Hong Kong retrouve des accents de ruée vers l’or. Cette semaine, des files entières se sont formées devant les bijouteries et comptoirs d’achat du quartier central, où les habitants se pressaient pour convertir leurs bijoux et lingots en liquidités. Selon le Los Angeles Herald (Anabelle Colaco, 13 octobre 2025), la flambée du métal jaune — qui a franchi pour la première fois la barre des 4 000 dollars l’once — a déclenché un véritable réflexe de vente. Les boutiques comme Chong Kee Gold Shop ont dû cesser de distribuer des tickets dès le milieu de l’après-midi, après avoir atteint leur quota de 300 clients. L’atelier pesait, testait, et rachetait à la chaîne bracelets et barres d’or, certains clients recevant des chèques dépassant 100 000 HK$. Cette effervescence traduit une double réalité : d’un côté, la valorisation record du métal, de l’autre, un climat d’incertitude économique et géopolitique qui pousse les particuliers à sécuriser leurs avoirs. L’or devient une monnaie d’urgence dans un environnement financier perçu comme instable.
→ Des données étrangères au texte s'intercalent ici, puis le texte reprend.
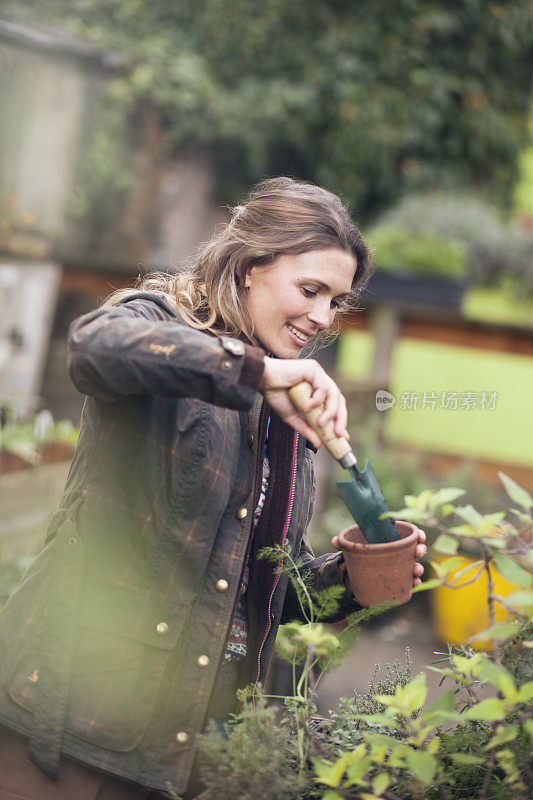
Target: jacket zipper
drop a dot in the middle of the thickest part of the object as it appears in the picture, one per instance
(284, 534)
(255, 427)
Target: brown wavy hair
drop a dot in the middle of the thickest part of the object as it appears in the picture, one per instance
(282, 216)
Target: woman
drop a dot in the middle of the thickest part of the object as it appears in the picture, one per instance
(148, 607)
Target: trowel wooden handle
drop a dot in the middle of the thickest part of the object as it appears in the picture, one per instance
(337, 446)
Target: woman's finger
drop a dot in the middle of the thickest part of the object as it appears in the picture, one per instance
(331, 405)
(342, 417)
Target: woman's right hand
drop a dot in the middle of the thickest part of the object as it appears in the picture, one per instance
(280, 374)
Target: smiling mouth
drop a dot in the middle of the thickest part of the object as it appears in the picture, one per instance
(300, 335)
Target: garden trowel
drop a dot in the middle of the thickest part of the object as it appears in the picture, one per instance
(362, 493)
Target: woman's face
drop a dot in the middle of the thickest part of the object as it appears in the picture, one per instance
(295, 297)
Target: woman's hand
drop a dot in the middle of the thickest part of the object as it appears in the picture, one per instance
(280, 374)
(418, 569)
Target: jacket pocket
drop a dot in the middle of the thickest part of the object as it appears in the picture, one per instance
(123, 643)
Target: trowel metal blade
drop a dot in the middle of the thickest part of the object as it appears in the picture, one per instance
(366, 502)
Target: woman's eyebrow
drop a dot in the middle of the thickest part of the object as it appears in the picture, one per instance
(326, 287)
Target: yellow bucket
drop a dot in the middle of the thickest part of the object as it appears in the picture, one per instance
(458, 614)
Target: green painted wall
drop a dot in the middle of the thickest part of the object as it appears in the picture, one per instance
(503, 433)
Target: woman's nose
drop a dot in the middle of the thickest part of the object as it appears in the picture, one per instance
(320, 315)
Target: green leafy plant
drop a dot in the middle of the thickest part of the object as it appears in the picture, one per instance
(27, 439)
(496, 249)
(474, 740)
(398, 249)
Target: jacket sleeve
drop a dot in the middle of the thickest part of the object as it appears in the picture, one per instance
(138, 348)
(321, 572)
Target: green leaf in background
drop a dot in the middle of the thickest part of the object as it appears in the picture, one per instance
(447, 545)
(380, 783)
(465, 530)
(329, 773)
(500, 631)
(503, 734)
(516, 493)
(467, 571)
(412, 696)
(426, 585)
(525, 693)
(466, 759)
(445, 495)
(470, 515)
(443, 703)
(498, 677)
(423, 765)
(490, 520)
(511, 570)
(489, 710)
(444, 568)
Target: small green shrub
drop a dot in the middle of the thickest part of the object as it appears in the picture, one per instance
(495, 248)
(398, 249)
(473, 741)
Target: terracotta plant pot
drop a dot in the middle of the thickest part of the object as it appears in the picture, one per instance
(380, 572)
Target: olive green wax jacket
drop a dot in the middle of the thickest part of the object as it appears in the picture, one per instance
(110, 645)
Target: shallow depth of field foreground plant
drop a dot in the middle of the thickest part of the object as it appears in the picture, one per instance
(474, 741)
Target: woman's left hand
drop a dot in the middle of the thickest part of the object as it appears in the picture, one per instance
(420, 552)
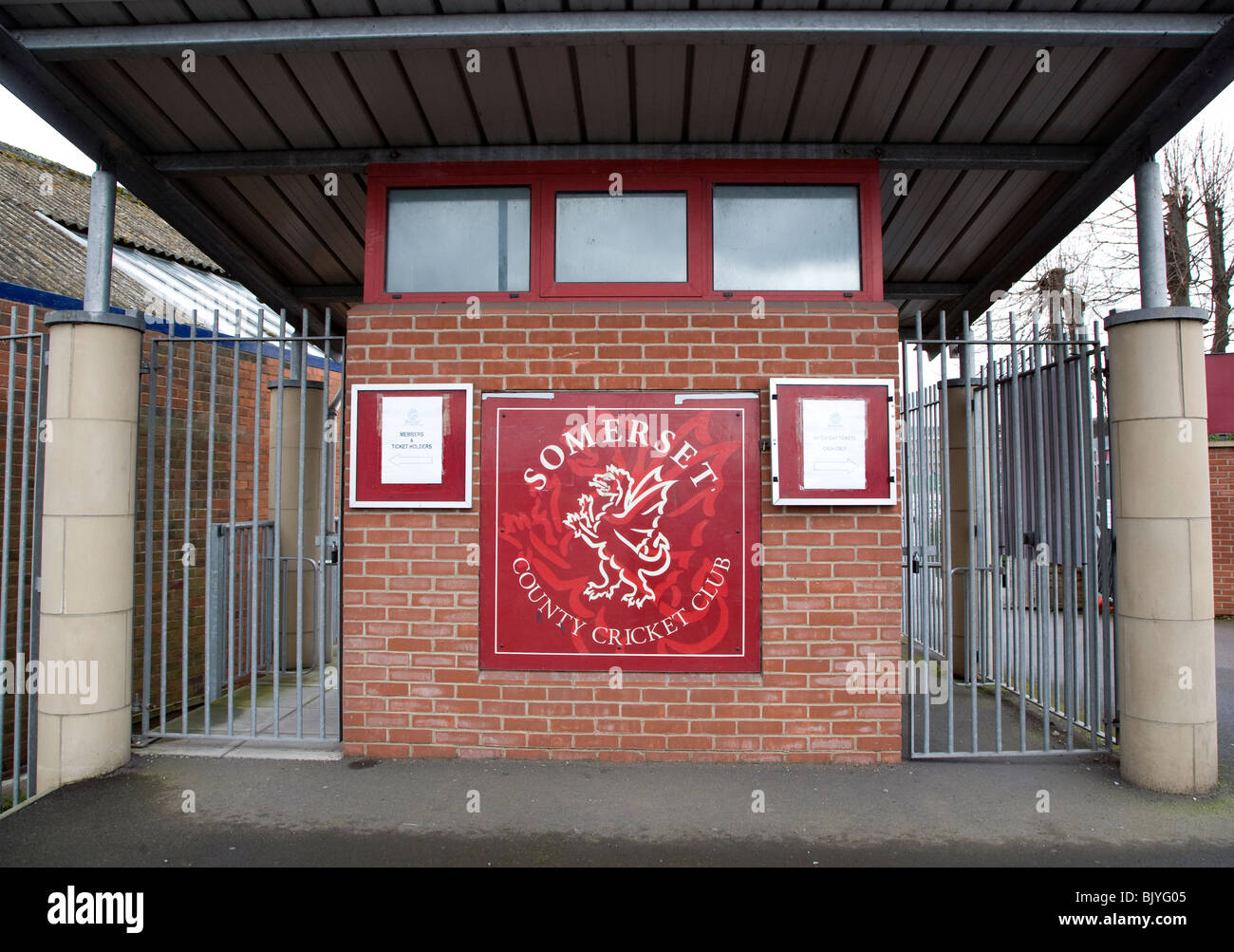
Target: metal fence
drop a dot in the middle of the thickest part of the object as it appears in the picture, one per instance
(24, 355)
(245, 642)
(1008, 545)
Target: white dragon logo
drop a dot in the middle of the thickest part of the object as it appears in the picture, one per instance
(625, 532)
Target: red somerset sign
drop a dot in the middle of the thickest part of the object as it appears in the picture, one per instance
(620, 530)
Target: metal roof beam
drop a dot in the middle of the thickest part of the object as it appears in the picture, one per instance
(926, 156)
(867, 28)
(924, 289)
(327, 293)
(1206, 75)
(63, 108)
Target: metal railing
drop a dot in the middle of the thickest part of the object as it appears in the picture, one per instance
(230, 646)
(1008, 544)
(23, 518)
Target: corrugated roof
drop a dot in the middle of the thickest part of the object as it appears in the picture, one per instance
(957, 226)
(63, 195)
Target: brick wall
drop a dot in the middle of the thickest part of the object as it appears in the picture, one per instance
(1221, 477)
(831, 576)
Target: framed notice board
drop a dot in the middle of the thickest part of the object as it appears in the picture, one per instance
(411, 445)
(831, 441)
(618, 530)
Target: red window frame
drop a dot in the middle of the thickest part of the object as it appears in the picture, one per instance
(695, 177)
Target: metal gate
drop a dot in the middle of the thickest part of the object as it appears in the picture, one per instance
(237, 536)
(1008, 544)
(24, 355)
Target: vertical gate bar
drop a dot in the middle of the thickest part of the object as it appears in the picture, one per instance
(36, 560)
(1084, 404)
(213, 569)
(1066, 458)
(233, 542)
(167, 522)
(337, 503)
(23, 508)
(1106, 571)
(8, 507)
(276, 565)
(148, 634)
(945, 518)
(254, 543)
(921, 513)
(1016, 544)
(320, 610)
(300, 528)
(1045, 644)
(992, 502)
(907, 590)
(970, 607)
(188, 530)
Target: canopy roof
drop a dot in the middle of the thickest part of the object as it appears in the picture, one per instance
(1002, 159)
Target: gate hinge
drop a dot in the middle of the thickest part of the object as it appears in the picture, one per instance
(331, 548)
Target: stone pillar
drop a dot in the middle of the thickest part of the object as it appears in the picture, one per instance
(1164, 588)
(961, 520)
(86, 612)
(287, 507)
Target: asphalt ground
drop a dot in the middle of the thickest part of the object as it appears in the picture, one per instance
(585, 812)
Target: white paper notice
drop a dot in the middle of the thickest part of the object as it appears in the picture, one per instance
(411, 439)
(833, 444)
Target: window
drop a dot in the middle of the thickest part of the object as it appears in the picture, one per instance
(605, 238)
(785, 238)
(628, 229)
(458, 239)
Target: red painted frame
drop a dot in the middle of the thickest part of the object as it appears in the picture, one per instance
(788, 443)
(547, 177)
(365, 486)
(630, 184)
(497, 494)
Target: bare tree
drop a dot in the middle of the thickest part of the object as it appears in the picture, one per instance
(1179, 206)
(1098, 262)
(1213, 170)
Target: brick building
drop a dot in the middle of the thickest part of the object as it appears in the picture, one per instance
(665, 432)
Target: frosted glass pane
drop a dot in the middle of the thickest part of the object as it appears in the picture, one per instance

Chine continentale : prudence et repositionnement
À la différence de Hong Kong, la Chine continentale n’assiste pas à une vague de ventes massives. À Shanghai, les commerçants rapportent davantage d’acheteurs que de vendeurs, beaucoup échangeant d’anciens bijoux contre des modèles récents — signe que l’or reste une valeur de confiance. Selon Reuters, les données de la China Gold Associationmontrent qu’au premier semestre 2025, la demande de bijoux a chuté de 26 % en volume, tandis que l’investissement en lingots et pièces progressait de 23,7 % (BullionVault). En parallèle, les vendeurs d’or en Chine ont consenti à des rabais records, entre 31 et 71 dollars l’once sous le prix international, un écart qui illustre l’affaiblissement de la consommation locale (Reuters). Le World Gold Council confirme cette tendance : la demande de gros en Chine a reculé de 17 tonnes en août, au plus bas depuis 2010. Pourtant, les banques centrales chinoises poursuivent leurs achats réguliers, renforçant leurs réserves officielles mois après mois (World Gold Council). L’Asie se divise ainsi en deux mouvements économiques opposés : Hong Kong, liquidant massivement pour profiter du sommet des cours, et la Chine continentale, qui transforme son rapport à l’or en le déplaçant de l’ornement à l’investissement de long terme.
Une flambée sous haute tension
Depuis le début de l’année, l’or a bondi de plus de 50 %, propulsé par les tensions géopolitiques, les craintes monétaires et les attentes d’assouplissement des taux de la Réserve fédérale américaine (Reuters). La Bank of America prévoit désormais que le métal pourrait atteindre les 5 000 dollars l’once d’ici 2026, un niveau historiquement inédit (Reuters). Mais cette ascension vertigineuse inquiète une partie des analystes, qui évoquent le risque d’un marché “suracheté” susceptible de corriger brutalement (The Times of India). Les écarts de prix entre marchés — rabais chinois, primes à Singapour, envolées à Dubaï — traduisent une fragmentation inédite du commerce mondial du métal précieux. À Hong Kong, cette situation a un enjeu stratégique : la cité entend renforcer son rôle de hub mondial du négoce de l’or. Le gouvernement local prévoit la création d’infrastructures de stockage d’une capacité de 2 000 tonnes et d’un système centralisé de compensation pour les transactions (China Daily HK). En somme, la “fièvre de l’or” ne se limite pas à une spéculation passagère : elle révèle la recomposition des équilibres monétaires et financiers en Asie. L’or redevient une boussole de confiance face à la volatilité des devises et à la désynchronisation des politiques économiques mondiales.